Choi Jongkyu, Park Sun Young, Joo Choun-Ki
Department of Ophthalmology and Visual Science, College of Medicine, The Catholic University of Korea, Seoul, Korea.
Invest Ophthalmol Vis Sci. 2007 Jun;48(6):2708-18. doi: 10.1167/iovs.06-0639.
TGFbeta is a potent candidate for epithelial-mesenchymal transition (EMT) during the development of anterior polar cataracts in the human lens. The Snail superfamily is involved in EMT through the repression of E-cadherin production. This study was conducted to determine whether the Snail gene family is activated in the process of TGFbeta1-induced EMT and how TGFbeta1 regulates the expression of this gene family.
Total RNA extracted from human cataract samples was subjected to the real-time PCR quantification of Slug mRNA. Induction of Slug expression by TGFbeta1 (10 ng/mL) in lens epithelial cells was determined by RT-PCR, immunostaining, immunoblot analysis, and Slug promoter analysis. A series of Slug promoter deletion constructs was used to identify the putative regulatory element responsive to TGF signaling. Chromatin immunoprecipitation was performed to determine whether Sp1 associates with the endogenous Slug promoter. Inhibition of Slug expression with Slug siRNA was used to investigate the role of Slug in TGFbeta-mediated EMT.
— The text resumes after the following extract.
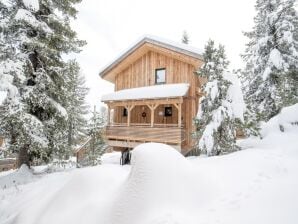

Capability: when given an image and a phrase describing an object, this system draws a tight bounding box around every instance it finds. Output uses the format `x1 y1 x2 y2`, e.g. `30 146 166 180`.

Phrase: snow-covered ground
0 107 298 224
Slug levels were highly upregulated in lens epithelial cells obtained from patients with anterior polar cataracts. Treatment of TGFbeta1 induced the expression of Slug in both lens and other epithelial cells in vitro. TGFbeta1-induced Slug expression was significantly inhibited by the MEK- and JNK/SAPK-specific inhibitors, but not by transfection with dominant-negative forms of Smads or small GTPase proteins, indicating that MAPK pathways are involved in the regulation of Slug expression by TGFbeta1. The Slug promoter analysis revealed that the Sp1 binding site in the Slug promoter is responsible for TGFbeta1-induced Slug expression. In addition, the TGFbeta1-mediated repression of E-cadherin was significantly inhibited by Slug siRNA.
These data suggest that TGFbeta1 induces Slug expression and that the repression of E-cadherin production by TGFbeta1 is mediated by the induction of Slug in lens epithelial cells.
转化生长因子β(TGFβ)是人类晶状体前极性白内障发育过程中上皮-间质转化(EMT)的一个有力候选因子。Snail超家族通过抑制E-钙黏蛋白的产生参与EMT过程。本研究旨在确定Snail基因家族在TGFβ1诱导的EMT过程中是否被激活,以及TGFβ1如何调节该基因家族的表达。
从人类白内障样本中提取的总RNA用于Slug mRNA的实时PCR定量分析。通过RT-PCR、免疫染色、免疫印迹分析和Slug启动子分析,确定TGFβ1(10 ng/mL)对晶状体上皮细胞中Slug表达的诱导作用。使用一系列Slug启动子缺失构建体来鉴定对TGF信号有反应的假定调控元件。进行染色质免疫沉淀以确定Sp1是否与内源性Slug启动子结合。用Slug siRNA抑制Slug表达以研究Slug在TGFβ介导的EMT中的作用。
在前极性白内障患者的晶状体上皮细胞中,Slug水平高度上调。TGFβ1处理在体外诱导晶状体和其他上皮细胞中Slug的表达。MEK和JNK/SAPK特异性抑制剂显著抑制TGFβ1诱导的Slug表达,但用显性负性形式的Smads或小GTPase蛋白转染则无此作用,这表明丝裂原活化蛋白激酶(MAPK)途径参与TGFβ1对Slug表达的调节。Slug启动子分析显示,Slug启动子中的Sp1结合位点负责TGFβ1诱导的Slug表达。此外,Slug siRNA显著抑制TGFβ1介导的E-钙黏蛋白的抑制作用。
这些数据表明,TGFβ1诱导Slug表达,并且TGFβ1对E-钙黏蛋白产生的抑制作用是由晶状体上皮细胞中Slug的诱导介导的。